Please refer to FIG. 1A, in which a conventional 4*1 multiplexer M for outputting an output signal O from four signals P1˜P4 in response to a selection signal E is illustrated. The operation of the multiplexer M is referred to FIG. 1B. The multiplexer M comprises a decoder M0, a first, a second, a third and a fourth AND gates M1˜M4 and an OR gate M5. When the four signals P1˜P4 are inputted to the decoder M0, four decoding signals E1˜E4 corresponding thereto are generated in response to the selection signal E. The input signals P1˜P4 and the decoding signals E1˜E4 are operated by the AND gates M1˜M4, respectively, to output only one of the four input signals P1˜P4 at the same time. In order to achieve this purpose, only should one of the decoding signals E1˜E4 be at an enabling state, e.g. a high-level state, at the same time, and the others should be at a disabled state, e.g. a low-level state, so as to output the one of the four signals P1˜P4 corresponding to the high-level decoding signal.
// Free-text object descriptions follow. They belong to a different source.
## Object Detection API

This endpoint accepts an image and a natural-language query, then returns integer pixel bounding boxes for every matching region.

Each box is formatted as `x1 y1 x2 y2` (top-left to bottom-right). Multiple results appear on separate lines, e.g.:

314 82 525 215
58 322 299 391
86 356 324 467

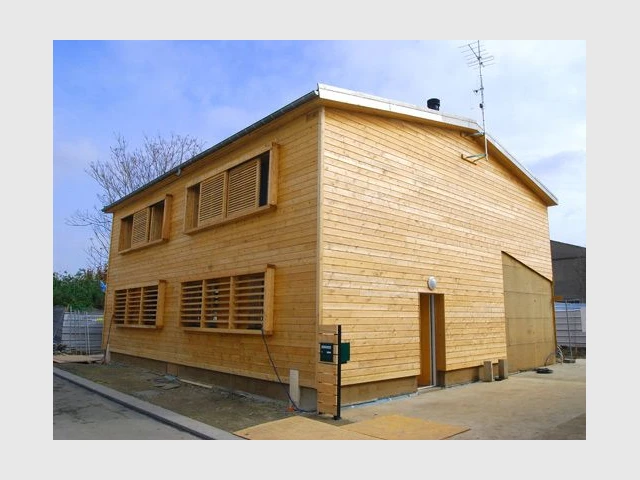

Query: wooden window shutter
113 290 127 324
180 280 204 327
112 281 164 328
203 277 231 328
233 272 265 330
227 159 259 216
179 266 274 334
141 284 159 326
198 173 225 225
131 209 149 247
125 287 142 324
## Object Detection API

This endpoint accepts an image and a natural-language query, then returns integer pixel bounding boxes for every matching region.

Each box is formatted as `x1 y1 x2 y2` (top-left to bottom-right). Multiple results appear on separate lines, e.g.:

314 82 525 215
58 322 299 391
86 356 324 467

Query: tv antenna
459 40 495 163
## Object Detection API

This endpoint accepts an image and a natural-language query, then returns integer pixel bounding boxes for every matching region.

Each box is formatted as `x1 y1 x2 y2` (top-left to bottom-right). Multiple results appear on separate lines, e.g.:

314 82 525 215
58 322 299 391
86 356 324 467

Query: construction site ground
53 355 586 440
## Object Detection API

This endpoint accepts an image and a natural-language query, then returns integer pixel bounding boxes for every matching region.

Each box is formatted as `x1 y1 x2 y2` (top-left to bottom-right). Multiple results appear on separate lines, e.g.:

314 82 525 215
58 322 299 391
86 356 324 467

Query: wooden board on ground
234 416 376 440
340 414 469 440
53 354 103 364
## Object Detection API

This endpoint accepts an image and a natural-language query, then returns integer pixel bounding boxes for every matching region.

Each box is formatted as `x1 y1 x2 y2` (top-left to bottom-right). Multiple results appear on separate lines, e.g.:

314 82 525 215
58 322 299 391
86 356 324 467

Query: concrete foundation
111 352 317 410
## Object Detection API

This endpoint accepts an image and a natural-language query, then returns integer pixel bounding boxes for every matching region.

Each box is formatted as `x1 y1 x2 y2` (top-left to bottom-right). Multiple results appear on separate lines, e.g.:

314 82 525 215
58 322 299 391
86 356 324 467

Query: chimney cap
427 98 440 111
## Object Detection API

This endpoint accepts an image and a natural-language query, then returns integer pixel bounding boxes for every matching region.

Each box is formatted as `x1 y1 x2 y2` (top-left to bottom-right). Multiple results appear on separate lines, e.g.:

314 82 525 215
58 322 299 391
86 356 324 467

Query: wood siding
319 108 553 385
503 253 556 372
104 111 319 388
103 99 554 395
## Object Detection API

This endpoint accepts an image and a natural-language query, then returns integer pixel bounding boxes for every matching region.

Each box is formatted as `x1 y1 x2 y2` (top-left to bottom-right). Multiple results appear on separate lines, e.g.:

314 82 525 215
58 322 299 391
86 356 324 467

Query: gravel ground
53 359 346 433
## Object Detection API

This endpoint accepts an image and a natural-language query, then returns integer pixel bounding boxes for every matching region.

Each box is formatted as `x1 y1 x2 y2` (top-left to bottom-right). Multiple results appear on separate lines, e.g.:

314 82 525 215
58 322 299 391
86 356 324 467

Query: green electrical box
320 343 333 362
339 342 350 364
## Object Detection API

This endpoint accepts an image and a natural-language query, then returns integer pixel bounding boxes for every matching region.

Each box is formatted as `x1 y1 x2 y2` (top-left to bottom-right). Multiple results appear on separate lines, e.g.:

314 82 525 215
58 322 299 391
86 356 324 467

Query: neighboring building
550 240 586 357
102 84 558 409
551 240 586 303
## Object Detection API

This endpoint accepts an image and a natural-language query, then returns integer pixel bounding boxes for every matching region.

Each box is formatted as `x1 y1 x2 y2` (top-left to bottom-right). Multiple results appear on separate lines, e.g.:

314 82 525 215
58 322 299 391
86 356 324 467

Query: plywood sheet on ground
234 416 376 440
53 354 104 364
340 414 469 440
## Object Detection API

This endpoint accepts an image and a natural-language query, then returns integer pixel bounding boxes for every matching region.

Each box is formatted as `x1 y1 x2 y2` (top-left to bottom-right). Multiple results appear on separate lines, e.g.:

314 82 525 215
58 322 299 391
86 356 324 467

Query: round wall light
428 276 437 290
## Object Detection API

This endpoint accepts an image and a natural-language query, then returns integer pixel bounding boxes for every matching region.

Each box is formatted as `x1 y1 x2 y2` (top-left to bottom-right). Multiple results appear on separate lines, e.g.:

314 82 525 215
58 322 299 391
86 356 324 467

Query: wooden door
418 293 436 387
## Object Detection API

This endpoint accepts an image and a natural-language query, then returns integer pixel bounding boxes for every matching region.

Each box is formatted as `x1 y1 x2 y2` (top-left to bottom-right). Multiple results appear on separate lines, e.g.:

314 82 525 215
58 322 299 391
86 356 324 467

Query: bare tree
67 132 205 270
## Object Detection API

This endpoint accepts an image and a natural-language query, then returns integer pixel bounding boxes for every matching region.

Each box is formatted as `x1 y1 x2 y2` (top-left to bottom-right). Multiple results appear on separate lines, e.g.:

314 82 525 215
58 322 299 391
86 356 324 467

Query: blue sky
13 12 637 466
53 40 586 273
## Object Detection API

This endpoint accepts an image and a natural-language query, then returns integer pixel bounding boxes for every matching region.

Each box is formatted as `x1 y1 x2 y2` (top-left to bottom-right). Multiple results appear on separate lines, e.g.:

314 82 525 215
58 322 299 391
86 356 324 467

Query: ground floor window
180 265 274 334
113 281 166 328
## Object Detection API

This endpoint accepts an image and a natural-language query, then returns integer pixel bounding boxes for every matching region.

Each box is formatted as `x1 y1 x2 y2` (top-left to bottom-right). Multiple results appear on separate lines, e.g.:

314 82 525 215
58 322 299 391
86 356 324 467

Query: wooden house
102 84 558 410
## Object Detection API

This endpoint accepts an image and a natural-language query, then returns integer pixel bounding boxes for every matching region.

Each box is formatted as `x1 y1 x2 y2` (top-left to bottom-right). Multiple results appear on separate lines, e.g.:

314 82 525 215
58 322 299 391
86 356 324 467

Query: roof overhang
103 89 320 213
315 84 558 207
104 83 557 212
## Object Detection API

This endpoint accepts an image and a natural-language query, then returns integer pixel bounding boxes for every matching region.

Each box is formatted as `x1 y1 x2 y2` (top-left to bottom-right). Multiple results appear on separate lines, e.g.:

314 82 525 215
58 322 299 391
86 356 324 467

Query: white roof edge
485 133 558 205
316 83 558 206
317 83 480 131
By changing the bit combination of the selection signal E, the bit states of the decoding signals E1˜E4 are changed so as to output another one of the signals P1˜P4.
Sometimes, two different ones of the four signals P1˜P4 are to be outputted continuously. The selection signal E will thus involve in toggling action. The waveform of the output signal O of the multiplexer M may be influenced by the toggling action. Please refer to FIG. 2, which exemplifies the problem resulting from the toggling action. In this example, the four input signals P1˜P4 are source signals derived from a high-frequency signal and generated by a phase-locked loop (PLL) circuit. There is a constant phase difference between every two adjacent ones of the source signals P1˜P4. For example, the phase difference is one clock unit. Further, it is desired that the first source signal P1 is to be outputted within the period from the time point t1 to the time point t6, and the third source signal P3 is to be outputted within the period t6˜t11. In other words, the selection signal E toggles at the time point t6. It is understood that the output signal O is supposed to be maintained at a high level from t1 to t11 because the first and the third source signals are continuously outputted without interruption. In practice, however, the state transition may lag to some extent. As shown in FIG. 2, it is common that while the first decoding signal E1 changes from the high-level state to the low-level state at the time point t6, the third decoding signal E3 does not change from the low-level state to the high-level state until the time point t7. Accordingly, the level of the output signal O within the period t6˜t7 will be unexpectedly low. Under this circumstance, the downstream device or circuit working in response to the output signal O is subject to error function.